En Cochinchine, l'enseignement traditionnel est représenté par l'école de village. L'enseignement y est généralement donné en quôc-ngu (caractère latin) ; toutefois, l'étude des caractères chinois subsiste encore dans un certain nombre d'écoles. Ces établissements sont parfois entretenus par les communes, le plus souvent ce sont des écoles libres. Aucune règle ne préside au recrutement des maîtres, aucun programme officiel n'est suivi. Le Comité local et le Conseil de perfectionnement, dans sa session de 1907, ont étudié un plan de réorganisation de ces écoles, sur le même modèle que celui qui a été progressivement mis en œuvre en Annam et au Tonkin.

Les concours des lettrés

Les concours triennaux continueront à avoir lieu aux mêmes dates, dans les mêmes villes et avec le même cérémonial que par le passé.

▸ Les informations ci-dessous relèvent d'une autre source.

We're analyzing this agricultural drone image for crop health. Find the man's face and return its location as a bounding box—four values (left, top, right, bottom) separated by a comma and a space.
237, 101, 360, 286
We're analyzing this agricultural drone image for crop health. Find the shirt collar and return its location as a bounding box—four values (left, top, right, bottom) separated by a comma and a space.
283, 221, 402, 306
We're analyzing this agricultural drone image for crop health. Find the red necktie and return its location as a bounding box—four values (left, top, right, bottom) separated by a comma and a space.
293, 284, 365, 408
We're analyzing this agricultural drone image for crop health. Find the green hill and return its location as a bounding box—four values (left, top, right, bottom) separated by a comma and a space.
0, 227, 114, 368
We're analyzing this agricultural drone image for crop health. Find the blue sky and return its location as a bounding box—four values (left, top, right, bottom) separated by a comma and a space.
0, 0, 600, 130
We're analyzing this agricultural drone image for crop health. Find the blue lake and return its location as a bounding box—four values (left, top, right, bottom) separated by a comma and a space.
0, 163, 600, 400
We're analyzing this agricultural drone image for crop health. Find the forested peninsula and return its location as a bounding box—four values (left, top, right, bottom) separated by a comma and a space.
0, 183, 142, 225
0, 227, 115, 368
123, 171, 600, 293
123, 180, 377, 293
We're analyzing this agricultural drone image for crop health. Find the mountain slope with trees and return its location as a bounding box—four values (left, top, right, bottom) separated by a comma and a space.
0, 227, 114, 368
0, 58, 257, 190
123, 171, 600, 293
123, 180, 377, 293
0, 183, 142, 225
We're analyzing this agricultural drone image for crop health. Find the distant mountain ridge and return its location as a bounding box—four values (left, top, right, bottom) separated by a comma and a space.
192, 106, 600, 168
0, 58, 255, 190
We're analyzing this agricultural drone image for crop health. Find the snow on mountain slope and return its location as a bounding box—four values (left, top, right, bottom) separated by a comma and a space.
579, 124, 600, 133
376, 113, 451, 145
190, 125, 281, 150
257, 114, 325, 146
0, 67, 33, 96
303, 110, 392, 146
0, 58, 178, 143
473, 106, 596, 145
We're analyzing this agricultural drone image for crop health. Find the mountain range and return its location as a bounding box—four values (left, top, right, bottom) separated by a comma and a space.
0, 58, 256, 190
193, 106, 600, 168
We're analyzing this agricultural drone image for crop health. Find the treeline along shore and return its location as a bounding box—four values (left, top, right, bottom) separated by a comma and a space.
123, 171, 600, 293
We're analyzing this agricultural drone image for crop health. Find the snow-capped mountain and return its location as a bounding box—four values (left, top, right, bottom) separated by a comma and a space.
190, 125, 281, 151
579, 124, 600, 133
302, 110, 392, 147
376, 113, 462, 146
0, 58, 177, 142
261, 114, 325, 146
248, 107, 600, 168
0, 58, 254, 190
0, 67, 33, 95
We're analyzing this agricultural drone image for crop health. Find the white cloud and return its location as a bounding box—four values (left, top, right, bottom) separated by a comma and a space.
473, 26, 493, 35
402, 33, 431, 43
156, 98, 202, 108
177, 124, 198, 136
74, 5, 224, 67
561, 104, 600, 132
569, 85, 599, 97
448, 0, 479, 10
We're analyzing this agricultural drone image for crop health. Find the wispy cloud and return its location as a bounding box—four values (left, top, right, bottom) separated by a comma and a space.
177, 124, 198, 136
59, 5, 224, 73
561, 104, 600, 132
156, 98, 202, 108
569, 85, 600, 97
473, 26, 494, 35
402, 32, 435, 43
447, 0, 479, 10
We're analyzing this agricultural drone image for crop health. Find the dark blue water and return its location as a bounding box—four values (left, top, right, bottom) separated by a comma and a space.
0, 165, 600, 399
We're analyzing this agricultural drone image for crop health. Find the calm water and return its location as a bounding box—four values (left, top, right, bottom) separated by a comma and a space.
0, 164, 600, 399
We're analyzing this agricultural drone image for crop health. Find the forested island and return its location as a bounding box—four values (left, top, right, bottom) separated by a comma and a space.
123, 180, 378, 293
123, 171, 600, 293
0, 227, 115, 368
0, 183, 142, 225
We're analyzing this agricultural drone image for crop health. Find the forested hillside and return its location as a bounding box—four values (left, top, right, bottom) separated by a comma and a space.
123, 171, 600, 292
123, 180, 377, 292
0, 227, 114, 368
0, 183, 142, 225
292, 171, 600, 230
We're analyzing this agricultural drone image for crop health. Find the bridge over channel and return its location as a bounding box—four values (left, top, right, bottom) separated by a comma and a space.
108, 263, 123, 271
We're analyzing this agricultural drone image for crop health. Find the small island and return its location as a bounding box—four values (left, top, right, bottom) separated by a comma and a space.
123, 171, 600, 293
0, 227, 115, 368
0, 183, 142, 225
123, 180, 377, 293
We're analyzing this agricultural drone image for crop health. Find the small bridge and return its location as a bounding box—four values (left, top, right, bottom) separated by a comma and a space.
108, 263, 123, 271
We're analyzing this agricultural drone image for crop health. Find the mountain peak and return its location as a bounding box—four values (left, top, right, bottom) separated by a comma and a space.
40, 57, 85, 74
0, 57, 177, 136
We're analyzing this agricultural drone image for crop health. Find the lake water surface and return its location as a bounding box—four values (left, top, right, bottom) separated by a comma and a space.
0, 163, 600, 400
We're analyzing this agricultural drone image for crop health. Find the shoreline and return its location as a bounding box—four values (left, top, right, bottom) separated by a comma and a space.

Ils comprendront quatre épreuves, à savoir :

- Une épreuve en caractère chinois ;

- Une épreuve en caractère latin (quôc-ngu) ; - Une épreuve en français ;

- Et une épreuve récapitulative composée de trois sujets : une rédaction en caractère chinois, une rédaction en quoc ngu et une traduction du caractère chinois en français. Les lauréats reçoivent, suivant le rang qu'ils ont obtenu, le titre de licencié ou de bachelier et ils sont exemptés à vie de l'impôt sous forme de corvées : ce sera exclusivement parmi eux que seront choisis les cadres fonctionnaires de l'Administration indigène. Concours pour le doctorat (Thi hoi), qui se passe à la capitale, il sera modifié dans le sens même des réformes introduites dans les concours régionaux jusqu'au développement des cursus universitaire avec ses graduations correspondantes.

En février 1908, Paul Beau termine son mandat et ses successeurs dans la période 1908-1914 ont continué à appliquer sa politique de réforme de l’enseignement traditionnel vietnamien. Le français et le quôc-ngữ sont introduits dans l’école traditionnelle vietnamienne. En 1909, c’est la première fois que le français et le quôc-ngữ sont utilisés dans les concours des lettrés, premier changement pendant après mille ans d'existence de ces concours.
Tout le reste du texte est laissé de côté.